Our patient had severe hypogammaglobulinemia with unmeasurable IgG levels. Fetal IgG levels usually rise slowly during the second trimester, reach maternal serum concentrations by approximately 26 weeks of gestation, and have maximal transplacental transfer during the last 4 weeks of gestation [19]. Interestingly, in some patients receiving R-CHOP therapy, the maternal total serum immunoglobulin concentrations were not decreased despite an almost complete loss of maternal peripheral B cells [20]. While it is difficult to directly link rituximab (R) or any other chemotherapeutic agents (CHOP) as causative for the presentation in our case, the early postnatal presentation combined with the delayed, yet complete immune reconstitution indicates that the combined immune deficiency was most likely secondary to the maternal chemotherapy.

This infant presented with a severe opportunistic infection in the context of significant lymphocytopenia and severe hypogammaglobulinemia after immune-suppressive maternal chemotherapy. Several hypotheses can be proposed for the infant's presentation including (i) impaired transplacental IgG transfer and/or (ii) direct R-CHOP toxicity in the fetus including transplacental rituximab/CHOP. A significant increased risk of PCP is increasingly recognized in adult lymphoma patients receiving rituximab containing chemotherapy [27]. As presence of B cells was found to be vital in a mouse model for the generation of CD4+ T cells [28], it is possible that a reduction of B cells due to rituximab could lead to insufficient generation of CD4+ T cells and a higher risk for Pneumocystis jirovecii infection.

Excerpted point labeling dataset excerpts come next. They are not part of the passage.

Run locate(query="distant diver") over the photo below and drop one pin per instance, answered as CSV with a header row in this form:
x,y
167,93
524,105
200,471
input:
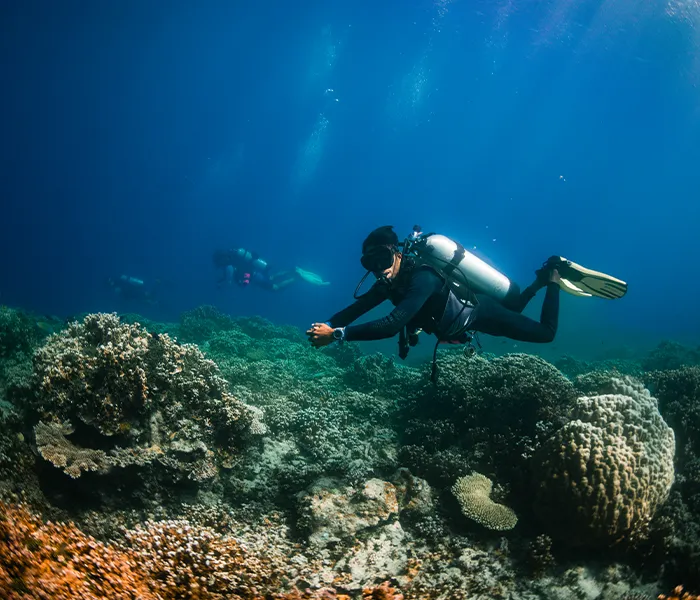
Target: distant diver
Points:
x,y
439,287
133,291
243,267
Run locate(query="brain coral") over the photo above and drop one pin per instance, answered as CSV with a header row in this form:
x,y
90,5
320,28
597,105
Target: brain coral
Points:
x,y
473,494
602,476
108,394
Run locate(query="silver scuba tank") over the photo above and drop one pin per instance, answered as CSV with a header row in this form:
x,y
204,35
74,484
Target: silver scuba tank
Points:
x,y
465,271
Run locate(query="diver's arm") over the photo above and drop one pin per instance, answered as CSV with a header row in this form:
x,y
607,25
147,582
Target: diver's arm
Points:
x,y
373,298
423,285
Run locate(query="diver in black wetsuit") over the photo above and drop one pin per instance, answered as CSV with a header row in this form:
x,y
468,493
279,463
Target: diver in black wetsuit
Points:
x,y
243,267
423,301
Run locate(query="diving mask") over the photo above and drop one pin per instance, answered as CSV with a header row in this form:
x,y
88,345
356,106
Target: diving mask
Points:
x,y
378,258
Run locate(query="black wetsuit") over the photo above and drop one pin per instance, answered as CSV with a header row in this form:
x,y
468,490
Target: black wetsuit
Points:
x,y
424,301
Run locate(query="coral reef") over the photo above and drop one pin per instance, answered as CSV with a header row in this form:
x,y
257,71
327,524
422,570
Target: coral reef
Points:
x,y
602,476
53,561
254,466
108,394
487,416
473,492
669,355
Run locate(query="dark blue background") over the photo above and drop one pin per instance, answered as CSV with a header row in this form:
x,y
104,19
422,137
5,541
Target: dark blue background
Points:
x,y
137,137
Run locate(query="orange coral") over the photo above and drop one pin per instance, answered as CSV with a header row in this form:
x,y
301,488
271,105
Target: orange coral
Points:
x,y
383,592
679,594
49,561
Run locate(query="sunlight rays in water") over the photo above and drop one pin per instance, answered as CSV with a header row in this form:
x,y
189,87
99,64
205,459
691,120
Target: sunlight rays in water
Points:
x,y
405,105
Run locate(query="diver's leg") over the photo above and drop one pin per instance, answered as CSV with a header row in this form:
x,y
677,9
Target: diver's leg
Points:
x,y
518,302
493,318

While the adverse effects of rituximab on the recipient have been well described, data on neonatal adverse effects are sparse [15]. Four cases of perinatal infections were previously reported by Chakravarty et al. [9].

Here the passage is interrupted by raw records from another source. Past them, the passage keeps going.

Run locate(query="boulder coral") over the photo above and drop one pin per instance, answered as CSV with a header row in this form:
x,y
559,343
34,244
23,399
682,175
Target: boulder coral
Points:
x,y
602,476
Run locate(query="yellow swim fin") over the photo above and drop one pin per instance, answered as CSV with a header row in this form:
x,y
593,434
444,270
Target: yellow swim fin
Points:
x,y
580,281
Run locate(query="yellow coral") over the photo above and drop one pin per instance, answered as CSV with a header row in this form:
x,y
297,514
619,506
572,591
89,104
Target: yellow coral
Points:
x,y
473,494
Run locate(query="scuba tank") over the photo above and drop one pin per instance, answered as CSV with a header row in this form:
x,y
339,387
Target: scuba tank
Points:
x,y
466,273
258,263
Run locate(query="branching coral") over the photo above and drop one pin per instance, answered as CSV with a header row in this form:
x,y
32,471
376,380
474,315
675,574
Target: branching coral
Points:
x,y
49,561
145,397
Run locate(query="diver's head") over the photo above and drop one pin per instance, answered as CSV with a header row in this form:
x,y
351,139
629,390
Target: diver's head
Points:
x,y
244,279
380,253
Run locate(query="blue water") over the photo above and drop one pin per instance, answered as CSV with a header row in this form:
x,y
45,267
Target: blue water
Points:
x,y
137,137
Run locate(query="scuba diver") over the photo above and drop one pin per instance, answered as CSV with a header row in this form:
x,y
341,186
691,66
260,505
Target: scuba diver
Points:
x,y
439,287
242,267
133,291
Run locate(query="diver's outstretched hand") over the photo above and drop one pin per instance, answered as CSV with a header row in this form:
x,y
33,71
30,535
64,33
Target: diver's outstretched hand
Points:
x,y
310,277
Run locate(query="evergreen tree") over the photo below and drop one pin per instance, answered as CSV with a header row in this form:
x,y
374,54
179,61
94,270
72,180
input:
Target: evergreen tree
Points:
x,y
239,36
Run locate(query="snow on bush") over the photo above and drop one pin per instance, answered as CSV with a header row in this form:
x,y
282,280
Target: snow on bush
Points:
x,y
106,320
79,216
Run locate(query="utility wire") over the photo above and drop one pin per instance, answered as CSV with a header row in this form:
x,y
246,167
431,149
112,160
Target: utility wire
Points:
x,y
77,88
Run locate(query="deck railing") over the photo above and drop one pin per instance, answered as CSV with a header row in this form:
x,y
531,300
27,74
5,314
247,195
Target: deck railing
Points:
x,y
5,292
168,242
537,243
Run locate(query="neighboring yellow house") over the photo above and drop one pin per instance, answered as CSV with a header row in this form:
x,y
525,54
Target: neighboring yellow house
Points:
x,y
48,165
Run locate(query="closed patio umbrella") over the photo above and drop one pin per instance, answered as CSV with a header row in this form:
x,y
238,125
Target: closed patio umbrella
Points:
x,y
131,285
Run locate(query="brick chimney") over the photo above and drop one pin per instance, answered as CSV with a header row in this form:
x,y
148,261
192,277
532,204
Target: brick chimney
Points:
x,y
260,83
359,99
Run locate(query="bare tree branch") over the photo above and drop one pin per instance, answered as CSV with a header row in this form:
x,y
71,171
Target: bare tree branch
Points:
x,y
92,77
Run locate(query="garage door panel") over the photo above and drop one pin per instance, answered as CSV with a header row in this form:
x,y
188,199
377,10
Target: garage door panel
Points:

In a recent study, the survival rate of pediatric patients with PCP requiring ECMO was higher in the Stockholm programme cohort (89%) versus the Extracorporeal Life Support Organisation (ELSO) Registry cohort (51%) [29]. Despite the limited data available in the pediatric population, this case highlights that survival in an immunocompromised patient with severe lung disease who is supported with VV-ECMO for several weeks is possible and should be considered.

Glucocorticoid treatment for severe ARDS remains controversial [30, 31]. In our case, we elected to use a modified glucocorticoid protocol adapted from the Meduri et al. study [32] to treat the ARDS prior to weaning the patient from extracorporeal support.

4. Conclusion

Rituximab is known to cause immunosuppression in the recipient, although its short- and long-term effects on the fetal immune function are not well reported. This case highlights the potential for severe acquired immunodeficiency, leading to severe PCP and subsequent ARDS in an infant from maternal chemotherapy administration in the second and third trimesters of pregnancy. This case also demonstrates that prolonged extracorporeal support can be used successfully in these patients despite severe immunodeficiency and atypical infections. Withdrawal of life-sustaining measures should only be considered after extended periods of time and pharmacological lung maturation attempts.

Acknowledgments

Special thanks are due to all health-care professionals at the Queensland Children's Hospital for their contribution towards the management of the patient.

Conflicts of Interest

The authors declare that there are no conflicts of interest regarding the publication of this paper.